I don't teach ANY release that has people pressing their hands into the top of the horse's neck. If the horse were to need some rein, the rider would be unable to give it, since they are on top of the crest and locked in. Also, pressing onto the top of the crest encourages the rider to go too far forward with their upper body and "prop up" their upper body, instead of using their lower leg to counterbalance the weight of the upper body. I teach a "crest" release that has the rider pressing the hands onto the sides of the crest instead of the top of the crest. That way, the hand is able to give some rein to the horse, if needed.
I will use myself as the example of the releases I prefer. BTW, my lower leg is further back, here, than I like. I am riding very aggressively for time and I sometimes get a little sloppy. Oh, well...
This is the "crest" release I teach;
Notice the hands are on the side of the neck.

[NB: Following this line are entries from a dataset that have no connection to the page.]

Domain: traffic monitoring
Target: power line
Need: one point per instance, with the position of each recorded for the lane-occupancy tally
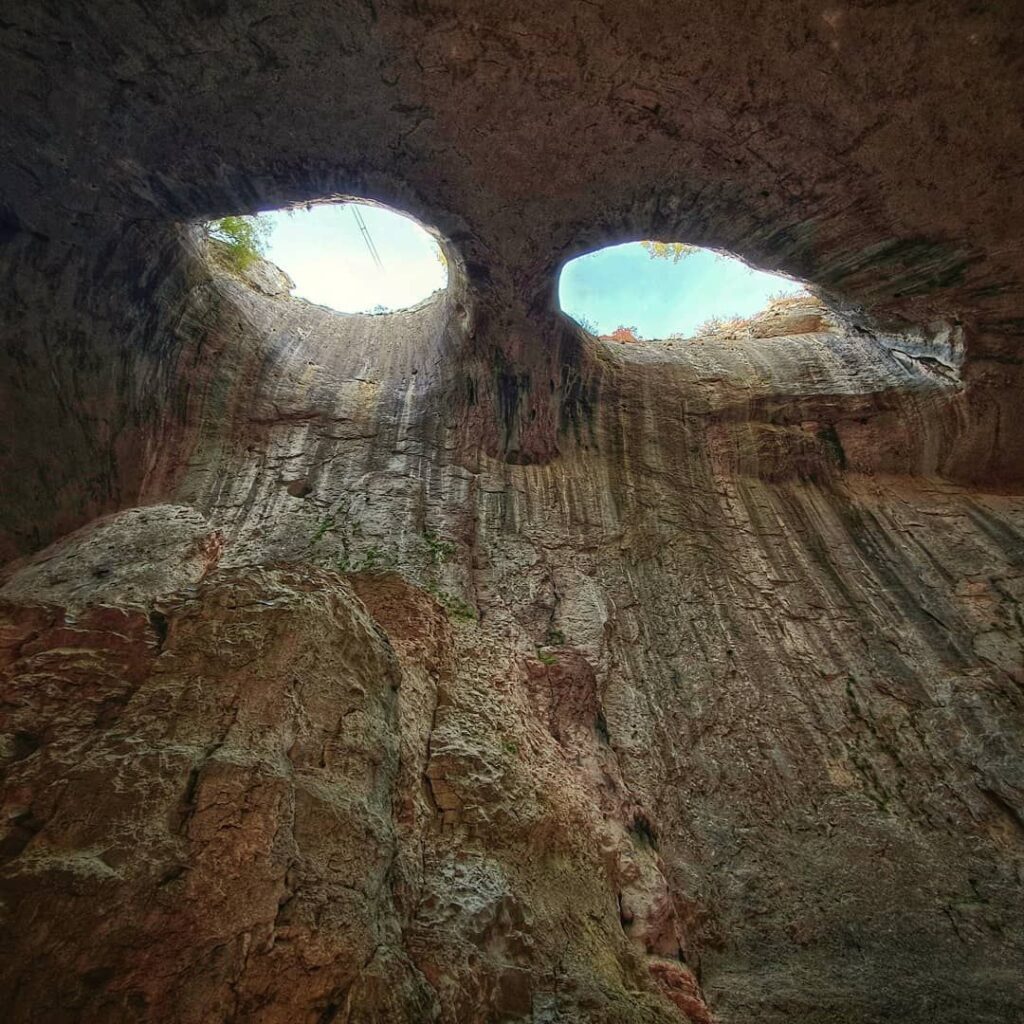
(366, 236)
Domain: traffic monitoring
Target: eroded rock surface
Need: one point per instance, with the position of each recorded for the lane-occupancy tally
(453, 665)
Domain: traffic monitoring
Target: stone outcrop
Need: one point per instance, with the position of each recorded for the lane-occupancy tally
(457, 666)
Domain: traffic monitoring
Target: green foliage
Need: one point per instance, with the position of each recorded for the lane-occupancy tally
(241, 241)
(675, 251)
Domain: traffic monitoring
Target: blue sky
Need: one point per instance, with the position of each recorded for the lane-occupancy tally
(326, 255)
(622, 286)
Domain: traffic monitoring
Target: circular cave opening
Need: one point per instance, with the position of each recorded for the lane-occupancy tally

It is not an auto release, due to the broken line from the elbow to the bit.
The auto release is what I want all my riders to try to attain. Some jumps, especially when going XC or riding for time, just are not where you would use the auto release. This is where there is a straight line from elbow to bit. This allows the BEST feel of the horse's mouth and allows the rider to adjust the reins as needed. This is an auto release;
My critique here is my hands are too open, not gripping strongly. This can allow rein slippage. Again, oh, well...
I hope this helps show the difference for you.